“If you see something, say something” became a popular slogan in the aftermath of 9/11; however, my eyes bore witness to a number of situations that remained unspoken for more than nine or eleven years. Raised in a ginormous, loving, familial environment replete with its own rendition of This Christmas, Almost Christmas, Boyz N Da Hood and any Tyler Perry movie ever made, I adopted a survival method of pretending not to see anything and to pray that the moments would pass.
However, my curious mind silently pondered why there were as many empty 50ML bottles of E&J Brandy in my house as there were Lego blocks. I was fascinated about how my sister who is seven years my senior in age is cognitively along a spectrum of being my age or younger. I initially did not find it odd on occasions in which the three of us would camp out in our car outside of our house for weeks instead of going inside. Even to this day as I navigate the streets as a proud pedestrian, I sometimes find myself questioning how my cousin couldn’t see a minivan coming his way when he was 20 years old, or how another cousin would pursue a career as a bungee jumper and forget his equipment.

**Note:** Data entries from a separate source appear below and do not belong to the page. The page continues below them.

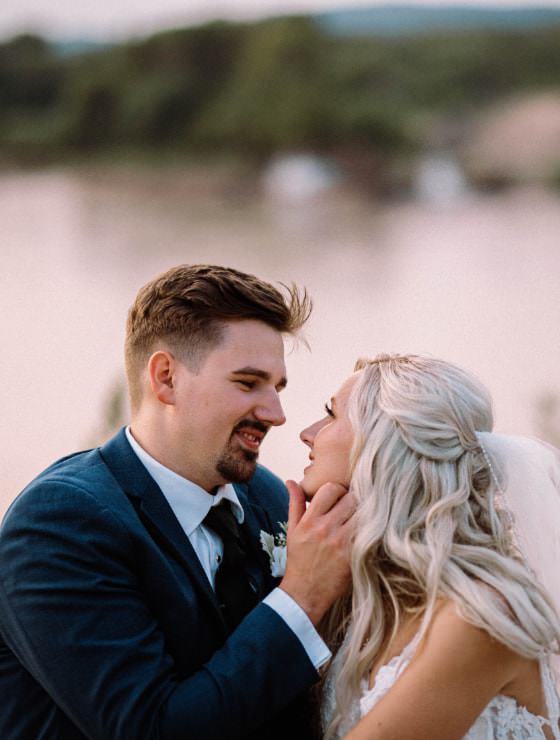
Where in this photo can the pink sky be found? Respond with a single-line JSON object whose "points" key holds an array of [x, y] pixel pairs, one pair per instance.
{"points": [[105, 19]]}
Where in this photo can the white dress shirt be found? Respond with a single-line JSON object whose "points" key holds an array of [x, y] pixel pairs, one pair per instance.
{"points": [[191, 504]]}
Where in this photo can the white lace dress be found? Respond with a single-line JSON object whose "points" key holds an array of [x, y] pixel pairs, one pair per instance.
{"points": [[502, 718]]}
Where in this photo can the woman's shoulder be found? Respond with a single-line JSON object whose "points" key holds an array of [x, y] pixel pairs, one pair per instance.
{"points": [[469, 649]]}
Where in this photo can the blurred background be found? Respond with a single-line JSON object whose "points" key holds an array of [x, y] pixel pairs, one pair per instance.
{"points": [[402, 162]]}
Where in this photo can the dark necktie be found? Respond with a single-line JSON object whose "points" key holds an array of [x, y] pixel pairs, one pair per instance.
{"points": [[234, 592]]}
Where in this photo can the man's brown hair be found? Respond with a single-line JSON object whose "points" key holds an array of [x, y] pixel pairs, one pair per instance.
{"points": [[185, 309]]}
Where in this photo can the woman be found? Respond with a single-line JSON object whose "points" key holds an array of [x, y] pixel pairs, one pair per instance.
{"points": [[449, 633]]}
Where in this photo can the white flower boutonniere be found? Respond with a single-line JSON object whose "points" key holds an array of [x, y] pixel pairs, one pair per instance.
{"points": [[275, 547]]}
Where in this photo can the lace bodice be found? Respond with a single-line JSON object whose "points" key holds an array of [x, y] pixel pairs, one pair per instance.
{"points": [[502, 718]]}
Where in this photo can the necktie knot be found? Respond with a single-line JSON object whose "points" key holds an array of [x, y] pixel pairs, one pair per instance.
{"points": [[233, 589], [221, 520]]}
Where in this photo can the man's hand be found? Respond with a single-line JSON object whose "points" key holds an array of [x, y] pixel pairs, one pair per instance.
{"points": [[317, 569]]}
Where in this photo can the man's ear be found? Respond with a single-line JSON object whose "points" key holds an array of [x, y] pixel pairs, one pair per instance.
{"points": [[161, 374]]}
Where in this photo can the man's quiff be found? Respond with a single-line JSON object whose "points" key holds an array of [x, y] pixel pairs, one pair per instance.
{"points": [[185, 309]]}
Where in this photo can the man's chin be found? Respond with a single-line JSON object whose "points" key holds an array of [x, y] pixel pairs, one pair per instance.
{"points": [[238, 468]]}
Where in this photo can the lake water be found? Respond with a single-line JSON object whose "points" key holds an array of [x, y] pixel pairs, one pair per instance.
{"points": [[472, 279]]}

Yet these thoughts were only reported to the Department of Silence located at Stay in Your Lane Blvd at A Child’s Place. However, it wasn’t until an unexpected trip home in my late teens to witness my mother’s descent six feet underground that the silence began to break. I could not simply pray away the image of my mother – who could easily pass for someone in her twenties – now resting eternally.
The burden of these instances of inaction, complacency and repression served as the impetus for my interest in the Mental Health First Aid trainings hosted by ThriveNYC. I was further compelled by the Mayor’s Office explicit mention of my fraternity, Alpha Phi Alpha Fraternity Inc., as a partnering entity of Brother’s Thrive, and my role as a Director of College Counseling through the CollegeBound Initiative inspired me to complete the certifications for youth, adults and seniors.

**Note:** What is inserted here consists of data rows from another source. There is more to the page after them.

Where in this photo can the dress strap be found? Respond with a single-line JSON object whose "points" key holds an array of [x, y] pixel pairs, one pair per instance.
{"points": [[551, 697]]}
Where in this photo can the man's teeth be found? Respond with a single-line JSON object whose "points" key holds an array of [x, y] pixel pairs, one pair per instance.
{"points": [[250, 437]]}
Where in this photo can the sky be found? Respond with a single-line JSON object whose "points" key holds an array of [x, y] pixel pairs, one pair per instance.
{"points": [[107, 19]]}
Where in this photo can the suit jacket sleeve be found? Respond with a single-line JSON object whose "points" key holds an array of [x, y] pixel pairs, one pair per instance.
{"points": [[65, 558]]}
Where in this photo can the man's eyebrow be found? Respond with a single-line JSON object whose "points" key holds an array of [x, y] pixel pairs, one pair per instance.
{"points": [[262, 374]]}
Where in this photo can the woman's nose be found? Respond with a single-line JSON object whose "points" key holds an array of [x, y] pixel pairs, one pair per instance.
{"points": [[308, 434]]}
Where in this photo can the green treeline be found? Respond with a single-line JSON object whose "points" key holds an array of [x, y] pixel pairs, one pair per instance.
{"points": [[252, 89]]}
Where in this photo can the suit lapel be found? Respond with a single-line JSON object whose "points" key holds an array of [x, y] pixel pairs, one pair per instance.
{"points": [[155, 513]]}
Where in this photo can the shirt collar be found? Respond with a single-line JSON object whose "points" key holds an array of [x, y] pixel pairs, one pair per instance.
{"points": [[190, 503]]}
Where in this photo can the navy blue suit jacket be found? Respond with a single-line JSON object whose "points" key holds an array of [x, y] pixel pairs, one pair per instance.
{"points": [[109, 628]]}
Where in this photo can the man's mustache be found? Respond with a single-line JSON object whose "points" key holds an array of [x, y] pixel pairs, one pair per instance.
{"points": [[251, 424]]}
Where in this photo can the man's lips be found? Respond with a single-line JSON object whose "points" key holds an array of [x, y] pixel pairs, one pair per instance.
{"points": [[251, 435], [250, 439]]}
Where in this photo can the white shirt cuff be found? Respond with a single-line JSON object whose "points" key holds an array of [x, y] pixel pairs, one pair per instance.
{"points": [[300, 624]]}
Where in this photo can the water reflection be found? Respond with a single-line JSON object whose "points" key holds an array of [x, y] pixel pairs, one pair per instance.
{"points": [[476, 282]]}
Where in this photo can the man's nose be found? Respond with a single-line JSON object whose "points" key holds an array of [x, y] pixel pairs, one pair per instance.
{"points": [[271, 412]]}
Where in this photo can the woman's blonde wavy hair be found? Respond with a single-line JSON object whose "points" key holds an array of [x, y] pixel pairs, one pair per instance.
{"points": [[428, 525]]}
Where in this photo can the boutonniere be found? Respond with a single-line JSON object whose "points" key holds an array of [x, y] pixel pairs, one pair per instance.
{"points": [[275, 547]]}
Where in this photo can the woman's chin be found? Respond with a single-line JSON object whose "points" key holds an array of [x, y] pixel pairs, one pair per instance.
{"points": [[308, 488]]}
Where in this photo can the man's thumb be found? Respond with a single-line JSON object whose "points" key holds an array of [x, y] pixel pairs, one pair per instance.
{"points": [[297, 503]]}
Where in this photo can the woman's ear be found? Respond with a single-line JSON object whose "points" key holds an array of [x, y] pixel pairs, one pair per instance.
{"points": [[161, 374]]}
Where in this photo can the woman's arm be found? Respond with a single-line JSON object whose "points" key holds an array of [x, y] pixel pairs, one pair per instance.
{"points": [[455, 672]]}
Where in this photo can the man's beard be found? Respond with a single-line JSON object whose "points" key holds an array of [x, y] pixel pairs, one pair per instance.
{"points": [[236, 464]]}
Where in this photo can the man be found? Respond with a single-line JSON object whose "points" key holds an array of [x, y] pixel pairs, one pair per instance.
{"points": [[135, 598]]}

Now equipped and empowered with ALGEE – Mental Health First Aid’s 5-step action plan – I feel more confident navigating the uncomfortable, awkward and taboo situations if and when they arise. Additionally, I have found solace and peace with my past as I know and trust that everything that transpired was essential to my growth and journey that ensued.
Professionally, the trainings have only further enhanced my effectiveness as a college essay coach to assist students articulate their lived experiences and transformation. In volunteering this summer as a college coach and essay writing tutor for Harlem Educational Activities Fund (HEAF), NYU College Access Leadership Institute (CALI) and Peer Forward (formerly known as College Summit), I integrated some of the training techniques such as distinguishing between signs and symptoms of mental health and substance use challenges to empower students to gain greater perspective with their personal narrative.

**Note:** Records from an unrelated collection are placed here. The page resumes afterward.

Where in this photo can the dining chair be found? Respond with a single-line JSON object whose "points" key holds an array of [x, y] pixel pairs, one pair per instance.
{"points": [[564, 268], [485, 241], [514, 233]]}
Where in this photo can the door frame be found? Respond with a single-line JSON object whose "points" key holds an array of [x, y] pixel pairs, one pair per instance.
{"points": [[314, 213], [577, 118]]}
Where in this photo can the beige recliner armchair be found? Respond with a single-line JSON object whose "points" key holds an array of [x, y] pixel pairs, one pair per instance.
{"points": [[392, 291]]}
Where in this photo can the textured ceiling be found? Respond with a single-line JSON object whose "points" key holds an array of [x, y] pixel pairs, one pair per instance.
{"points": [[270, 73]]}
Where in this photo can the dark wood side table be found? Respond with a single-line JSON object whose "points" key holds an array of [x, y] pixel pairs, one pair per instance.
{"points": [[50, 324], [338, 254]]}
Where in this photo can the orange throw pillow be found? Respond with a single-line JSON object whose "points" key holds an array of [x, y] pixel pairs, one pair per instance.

My eyes are now trained to know exactly what is being seen, and my tongue is trained to know what needs to be said. With my eyes opened and head raised, my charge today is to become a certified Mental Health First Aid Instructor and to continue encouraging as many people as possible to acquire the skill of knowing what is being seen and what needs to be said.
Giovanni Gallaread is an avid believer in “paying it forward.” He’s in the business of higher education and considers himself an advocate for social justice by means of education. While engaged in a number of endeavors, Giovanni primarily serves as a Director of College Counseling through the CollegeBound Initiative, empowering New York City’s youth to overcome the odds and exceed the evens.